O grupo foi arrebanhando fãs por onde passava. Fãs que queriam o Vanguart cantando na língua de Camões. Não que o repertório não tivesse eco, mas faltava algo. “Foi difícil começar a compor em português”, explica Helio. “Tomei muito cuidado, prezo totalmente por compor a música no idioma. Todas as músicas em português saíram inicialmente em português e as em inglês, idem”, separa. A banda teve que queimar a mufa para encaixar essas novas músicas (depois de “Semáforo”, outras pipocaram) no repertório em inglês. Ainda mais com a perspectiva de gravar um disco completo.

O que fazer? a) Simplesmente ignorar as músicas com letras em inglês e só gravar as em português; b) Primeiro, registrar as músicas em ordem cronológica, deixando a nova fase para em segundo trabalho. Perguntas, perguntas… “Todo mundo queria um disco em português, mas eu não tinha um com qualidade. Fui juntando e quando eu vi tinha seis músicas boas o suficiente pra gravar”, contabiliza Helio, ao mesmo tempo em que pondera: “Seria uma puta trairagem com os nossos fãs lançar um disco e não pôr ‘Hey yo Silver’, não pôr ‘Just to see your blue eyes see’. São músicas muito importantes para nós, não teria como jogar esse material fora e fazer um disco com 12 músicas em português. Então, decidimos bater o pé e gravar do jeito que a gente queria.”

E o jeito que eles queriam – em vez de ficar nesse impasse – era juntar o que a banda tinha de melhor, fosse em que idioma fosse. Assim, entraram no estúdio Inca, o top de Cuiabá, em dezembro de 2006, com 13 músicas ensaiadinhas, seis em português, seis em inglês, e – novidade – uma em espanhol. Douglas Godoy já tinha uma certa quilometragem de estúdio, o que facilitou as coisas. “O processo foi acelerado porque chegamos com os arranjos prontos. Gravei as 14 baterias em um dia e meio, no total foram duas semanas”. E também havia o retorno do público, nos shows, no caso das músicas mais antigas – aquelas com letras em inglês. A exceção foi “The last time I saw you”, que Helio apresentou para a banda dentro do estúdio e fechou o repertório de 14 músicas do disco que está em suas mãos agora.
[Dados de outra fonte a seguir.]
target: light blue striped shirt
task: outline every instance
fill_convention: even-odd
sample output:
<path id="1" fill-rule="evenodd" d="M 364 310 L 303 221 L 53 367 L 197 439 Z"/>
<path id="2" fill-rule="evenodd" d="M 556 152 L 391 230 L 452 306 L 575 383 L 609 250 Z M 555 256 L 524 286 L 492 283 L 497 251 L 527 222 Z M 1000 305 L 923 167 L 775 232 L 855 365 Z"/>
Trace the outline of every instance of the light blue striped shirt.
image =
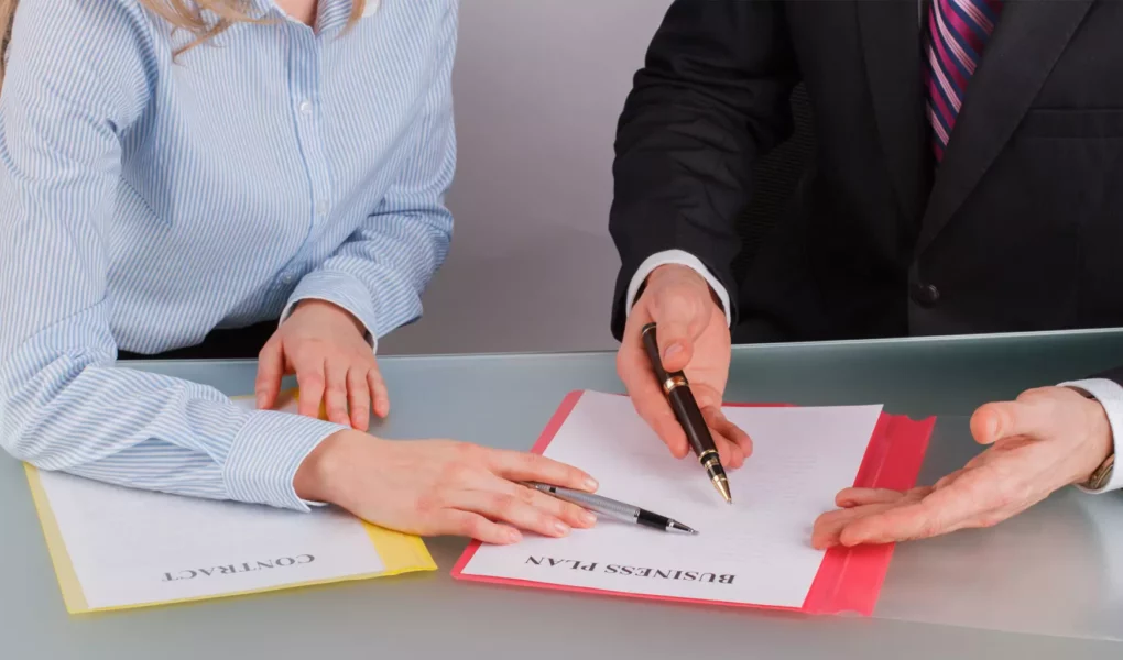
<path id="1" fill-rule="evenodd" d="M 307 508 L 341 427 L 115 366 L 295 301 L 373 337 L 448 249 L 457 0 L 272 0 L 192 36 L 138 0 L 20 0 L 0 91 L 0 442 L 44 469 Z"/>

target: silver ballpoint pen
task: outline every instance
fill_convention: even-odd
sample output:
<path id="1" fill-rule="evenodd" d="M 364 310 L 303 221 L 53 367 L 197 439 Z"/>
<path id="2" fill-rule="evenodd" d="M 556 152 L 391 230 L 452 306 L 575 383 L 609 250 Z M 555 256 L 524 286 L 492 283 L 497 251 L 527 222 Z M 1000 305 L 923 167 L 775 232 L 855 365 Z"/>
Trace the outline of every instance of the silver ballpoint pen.
<path id="1" fill-rule="evenodd" d="M 528 488 L 533 488 L 539 493 L 551 495 L 558 499 L 576 504 L 577 506 L 621 522 L 643 525 L 646 528 L 663 530 L 665 532 L 678 532 L 683 534 L 697 533 L 696 530 L 693 530 L 665 515 L 651 513 L 650 511 L 645 511 L 638 506 L 602 497 L 601 495 L 593 495 L 592 493 L 583 493 L 581 491 L 570 491 L 569 488 L 563 488 L 562 486 L 550 486 L 549 484 L 538 484 L 535 482 L 526 482 L 523 485 Z"/>

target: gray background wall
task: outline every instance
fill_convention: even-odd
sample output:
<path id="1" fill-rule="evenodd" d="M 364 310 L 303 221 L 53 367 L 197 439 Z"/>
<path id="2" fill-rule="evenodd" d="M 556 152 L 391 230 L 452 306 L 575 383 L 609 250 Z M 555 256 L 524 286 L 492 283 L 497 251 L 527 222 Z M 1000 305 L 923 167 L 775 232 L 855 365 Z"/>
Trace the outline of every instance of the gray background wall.
<path id="1" fill-rule="evenodd" d="M 615 121 L 670 0 L 463 0 L 453 249 L 380 352 L 611 349 Z"/>

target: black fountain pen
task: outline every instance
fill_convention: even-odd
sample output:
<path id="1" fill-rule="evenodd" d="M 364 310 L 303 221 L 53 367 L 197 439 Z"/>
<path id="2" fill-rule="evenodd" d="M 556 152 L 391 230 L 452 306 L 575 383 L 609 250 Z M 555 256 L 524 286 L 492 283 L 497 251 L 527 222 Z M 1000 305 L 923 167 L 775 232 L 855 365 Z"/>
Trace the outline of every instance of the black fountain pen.
<path id="1" fill-rule="evenodd" d="M 694 394 L 691 392 L 690 383 L 686 382 L 686 375 L 682 372 L 668 374 L 663 368 L 659 343 L 655 339 L 655 323 L 643 326 L 642 334 L 643 348 L 647 349 L 651 368 L 655 369 L 663 393 L 670 402 L 670 409 L 675 411 L 675 419 L 686 432 L 686 440 L 691 443 L 691 449 L 694 450 L 699 462 L 710 475 L 713 487 L 718 489 L 718 493 L 721 493 L 728 504 L 732 504 L 733 498 L 729 494 L 729 478 L 725 477 L 725 470 L 721 467 L 721 459 L 718 457 L 718 448 L 713 444 L 710 427 L 706 425 L 705 419 L 702 418 L 702 411 L 699 410 L 699 404 L 694 401 Z"/>

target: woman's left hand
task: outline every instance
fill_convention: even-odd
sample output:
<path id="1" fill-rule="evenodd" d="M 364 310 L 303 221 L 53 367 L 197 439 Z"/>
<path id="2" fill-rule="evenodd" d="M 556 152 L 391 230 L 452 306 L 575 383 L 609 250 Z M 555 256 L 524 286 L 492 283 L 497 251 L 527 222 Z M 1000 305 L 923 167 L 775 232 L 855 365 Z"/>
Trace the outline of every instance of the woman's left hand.
<path id="1" fill-rule="evenodd" d="M 350 312 L 327 301 L 296 303 L 262 348 L 254 387 L 258 409 L 273 407 L 286 374 L 296 374 L 302 415 L 319 416 L 322 402 L 329 421 L 366 431 L 372 409 L 380 418 L 390 412 L 386 384 L 366 329 Z"/>

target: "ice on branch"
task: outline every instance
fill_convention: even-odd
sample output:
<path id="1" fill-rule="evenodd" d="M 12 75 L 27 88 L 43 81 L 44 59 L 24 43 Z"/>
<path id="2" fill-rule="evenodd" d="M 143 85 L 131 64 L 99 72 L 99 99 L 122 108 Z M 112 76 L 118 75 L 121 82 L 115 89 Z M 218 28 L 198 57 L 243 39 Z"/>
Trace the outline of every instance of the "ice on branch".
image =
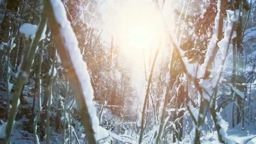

Helio fala, fala, e acaba sempre retomando as suas preferidas: “‘Hey yo Silver’ é especial pra gente, porque é um dos momentos altos do show, e de ‘Semáforo’ o público também gosta. Mas a que ficou mais bem gravada é ‘Just to see your blue eyes see’. E a nossa favorita da hora é ‘Para abrir os olhos’.” Tanto que esta deve ser a primeira a ganhar um videoclipe.

Ou não. “Os dois próximos clipes vão ser ‘Para abrir os olhos’, e ‘Semáforo’, não necessariamente nessa ordem, porque os dois diretores estão interessados em rodar logo, quem acabar primeiro leva”, conta Douglas. Um deles é Ricardo Spencer, responsável por trabalho para Cachorro Grande e Pitty. Falando em prêmios e clipes, a banda já tinha rodado dois, uma para “Into the ice” (aquele incluído em “Before Vallegrand”), e outro para “Cachaça”, dirigido por Paulo Caruso, que foi indicado ao VMB na categoria Clipe Independente no ano passado. Estrategicamente, boa parte do repertório reservado para o disco é de músicas inéditas, como a híbrida “Los chicos de Ayer”, a tal em espanhol, para a qual Helio reserva uma especial atenção. “É uma maneira própria de olhar América do Sul. Cuiabá é muito próximo de Peru, Bolívia e Chile; então, temos mais contato com eles”, teoriza.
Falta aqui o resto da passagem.